As a critic Laing delves into her topic by examining the lives and works of a select group of artists who explored modern urban isolation and who touched her during her period in New York. (All of the artists were/are based in New York, except for Harvey Darger, in Chicago.) The book mixes art criticism and memoir, effectively synthesizing these two modes of writing so that the personal elevates the analysis, with a sizable emotional heft.
She starts by examining what it means to look at loneliness, while researching the history of psychiatric and psychological research on the topic, which she finds has had a “near-phobic dislike” of tackling it head on. In art, she has a neat corollary in Edward Hopper, the creator of some of the most iconic images of modern alienation, who nevertheless became testy whenever anyone asked him about the theme in his work. After considering the perspectives and blocking of his images, she finds an empathetic quality in his paintings, something “beautiful as well as frightening” that becomes the springboard for what follows.
She subsequently looks at different aspects of being lonely: against society, individuals, against oneself and one’s body. In a perceptive chapter on an overworked subject, she compares and contrasts Andy Warhol and the writer who shot him, Valerie Solanas, through their relationship with words and language. She looks at their struggles to communicate and how the act of conversation can walk a delicate line between connection and estrangement.
Laing seems to have formed the deepest connection with David Wojnarowicz, the late 20th century artist and AIDS activist.

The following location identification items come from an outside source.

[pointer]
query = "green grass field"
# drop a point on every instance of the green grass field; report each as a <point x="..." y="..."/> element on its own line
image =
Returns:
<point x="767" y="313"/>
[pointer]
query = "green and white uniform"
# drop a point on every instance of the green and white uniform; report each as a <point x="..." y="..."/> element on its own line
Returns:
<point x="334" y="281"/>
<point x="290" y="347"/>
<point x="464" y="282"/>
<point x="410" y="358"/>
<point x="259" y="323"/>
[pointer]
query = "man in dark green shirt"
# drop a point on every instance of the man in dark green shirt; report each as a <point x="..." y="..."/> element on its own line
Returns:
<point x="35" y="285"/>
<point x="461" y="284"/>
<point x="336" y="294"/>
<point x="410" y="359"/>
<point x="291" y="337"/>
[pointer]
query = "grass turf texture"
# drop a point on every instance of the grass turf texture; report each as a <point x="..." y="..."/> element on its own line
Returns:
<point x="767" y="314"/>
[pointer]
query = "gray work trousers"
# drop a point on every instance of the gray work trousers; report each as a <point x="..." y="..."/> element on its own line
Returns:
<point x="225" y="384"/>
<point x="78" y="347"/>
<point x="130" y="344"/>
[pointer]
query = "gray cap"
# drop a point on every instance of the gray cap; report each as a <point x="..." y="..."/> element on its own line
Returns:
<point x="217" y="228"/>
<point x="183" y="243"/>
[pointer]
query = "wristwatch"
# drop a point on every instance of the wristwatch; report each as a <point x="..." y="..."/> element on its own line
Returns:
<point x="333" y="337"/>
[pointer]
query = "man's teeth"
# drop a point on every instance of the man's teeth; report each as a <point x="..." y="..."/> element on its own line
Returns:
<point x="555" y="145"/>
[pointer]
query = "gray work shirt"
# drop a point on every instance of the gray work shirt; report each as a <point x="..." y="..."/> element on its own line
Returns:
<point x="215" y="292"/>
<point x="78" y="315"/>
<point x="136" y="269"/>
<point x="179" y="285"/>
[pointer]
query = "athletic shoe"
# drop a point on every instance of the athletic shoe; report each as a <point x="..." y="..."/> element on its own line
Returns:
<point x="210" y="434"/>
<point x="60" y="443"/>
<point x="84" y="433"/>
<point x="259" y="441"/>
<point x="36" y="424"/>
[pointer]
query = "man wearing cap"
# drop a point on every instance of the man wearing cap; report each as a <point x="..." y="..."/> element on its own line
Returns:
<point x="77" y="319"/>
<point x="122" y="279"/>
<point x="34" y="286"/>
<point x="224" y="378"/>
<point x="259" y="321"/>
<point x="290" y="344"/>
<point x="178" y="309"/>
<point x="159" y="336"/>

She works her way through his archives at New York University and finds inspiration in a life “spent trying to escape solitary confinement of one kind or another, to figure a way out of the prison of the self.” She says that he tried to do so through Art and Sex and uses this consideration to examine the fragility and strength of the body, how it can be freeing, confining, a weapon against an oppressive mass, and a loving connector that frees bodies from their own prisons.
In this section she effortlessly weaves in considerations of Greta Garbo’s final years in New York, Nan Goldin’s photography, and Alfred Hitchcock’s Vertigo. In subsequent chapters she writes about the performer Klaus Nomi, the development of AIDS activism in New York, internet entrepreneur Josh Harris, and Jean-Michel Basquiat. She builds her own city of loneliness within the existing city, and the artists from past chapters, particularly Warhol and Wojnarowicz, keep returning and mingling, deepening and humanizing her work, recruited into a group portrait that forms a loosely connected community of outsiders and struggling souls.
Laing does not claim to, or even want to, cure the world of loneliness. It’s a constant that we all have to live with and a harbinger of the death that we would all rather avoid. But it does not need to be a cliché. Instead, in the moving closing, she rails against the “gentrification that is happening to the emotions”, which sees something like loneliness as “a problem to be fixed”. Instead, she makes a case for empathy and kindness, for staying diligent and alert, for ourselves and in solidarity with others. As any good artist must do.